La coordination nationale indépendante des généralistes a décidé de passer « à l'attaque » sans plus attendre. Elle a programmé, à partir du 15 mai, « la cessation d'activité illimitée ou le déconventionnement (des médecins) d'un département par jour ». Cette action spectaculaire sera suspendue si une série de revendications sont « satisfaites immédiatement » telles que le C à 20 euros, l'indemnité de déplacement à 10 euros, l'amnistie des procédures de sanctions en cours (dans la Loire-Atlantique, notamment), la révision de l'article 77 du code de déontologie sur l'obligation de garde ou encore la participation de la coordination aux négociations conventionnelles. Affirmant qu'elle représente jusqu'à « 30 000 médecins », la coordination nationale estime que sa plate-forme est désormais « la base incontournable » de toute discussion.
Chargée de négocier les tarifs, la Caisse nationale d'assurance-maladie (CNAM) affirme pour l'instant « rester totalement fidèle » à sa démarche. On rappelle que « toute mesure tarifaire doit avoir un effet restructurant sur la profession concernée ou comporter une contrepartie identifiée et durable pour améliorer le service médical rendu à la population ».
Si des négociations doivent bien reprendre le 15 mai avec certains syndicats de spécialistes, la réouverture de discussions avec les généralistes n'était absolument pas à l'ordre du jour. Or, théoriquement, le passage du C à 20 euros pour les généralistes ne peut se faire que sur proposition de la CNAM. Le gouvernement ne peut pas l'imposer. Dans ces conditions, cette revalorisation n'est sans doute pas pour les jours qui viennent. Et pour Jean-François Mattei, c'est déjà une semaine difficile qui commence.

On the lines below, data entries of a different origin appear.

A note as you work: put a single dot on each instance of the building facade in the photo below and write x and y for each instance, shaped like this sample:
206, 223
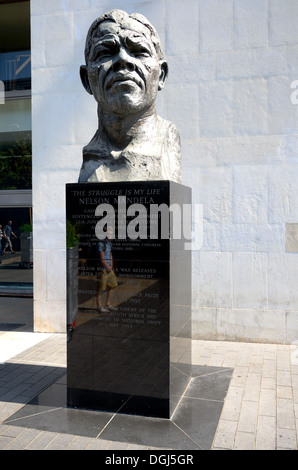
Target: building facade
231, 92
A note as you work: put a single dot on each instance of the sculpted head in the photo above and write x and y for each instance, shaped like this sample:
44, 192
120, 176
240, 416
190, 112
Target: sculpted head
125, 67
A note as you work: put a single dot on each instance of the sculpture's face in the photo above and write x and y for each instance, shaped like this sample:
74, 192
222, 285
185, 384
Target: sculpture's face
124, 70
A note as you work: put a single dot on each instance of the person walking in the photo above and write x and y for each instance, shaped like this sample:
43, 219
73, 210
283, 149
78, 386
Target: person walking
7, 232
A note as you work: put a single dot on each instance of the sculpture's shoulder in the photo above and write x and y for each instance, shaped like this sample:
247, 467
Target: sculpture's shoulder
171, 151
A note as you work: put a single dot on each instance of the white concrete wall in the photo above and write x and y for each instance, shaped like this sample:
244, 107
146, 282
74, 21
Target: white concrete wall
232, 63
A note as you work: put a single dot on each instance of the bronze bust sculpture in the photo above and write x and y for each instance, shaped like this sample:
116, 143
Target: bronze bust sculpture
125, 68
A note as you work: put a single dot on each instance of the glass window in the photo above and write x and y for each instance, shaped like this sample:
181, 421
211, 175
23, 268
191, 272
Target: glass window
15, 108
16, 260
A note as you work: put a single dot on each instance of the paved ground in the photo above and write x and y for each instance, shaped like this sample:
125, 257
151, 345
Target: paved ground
260, 410
243, 396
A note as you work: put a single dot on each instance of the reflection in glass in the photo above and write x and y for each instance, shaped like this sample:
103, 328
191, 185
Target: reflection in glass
15, 70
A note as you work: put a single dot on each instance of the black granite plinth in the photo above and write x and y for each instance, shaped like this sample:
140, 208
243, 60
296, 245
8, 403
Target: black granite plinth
136, 358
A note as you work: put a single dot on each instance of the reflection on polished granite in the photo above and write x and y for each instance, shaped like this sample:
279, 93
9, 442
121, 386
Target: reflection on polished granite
191, 427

Un « Viaduc sans toubibs » périlleux dans certaines zones
Le « Viaduc sans toubibs » du 7 mai au soir jusqu'à lundi matin a été vécu plus ou moins bien selon les régions. Dans les grandes villes, à Paris en particulier, le Dr Patrick Pelloux, président de l'Association des médecins urgentistes hospitaliers de France (AMUHF) constate que ce viaduc n'a pas amplifié l'impact de la grève des gardes. Aux urgences de l'hôpital Saint-Antoine par exemple, l'affluence était « habituelle », selon le Dr Pelloux, et les cabinets des médecins généralistes, « quasiment tous ouverts ».
En revanche, à La Rochelle, au SAMU de Charente-Maritime, le nombre d'appels a triplé. « Nous sommes saturés et inquiets », confiait en fin de semaine la responsable du SAMU, le Dr Sylviane Dulioust. Face à « une grève très, très dure » localement et en l'absence de médecins de gardes et de praticiens réquisitionnés, son service « a rempli les services d'urgences en envoyant des ambulances presque systématiquement, surtout en pédiatrie ».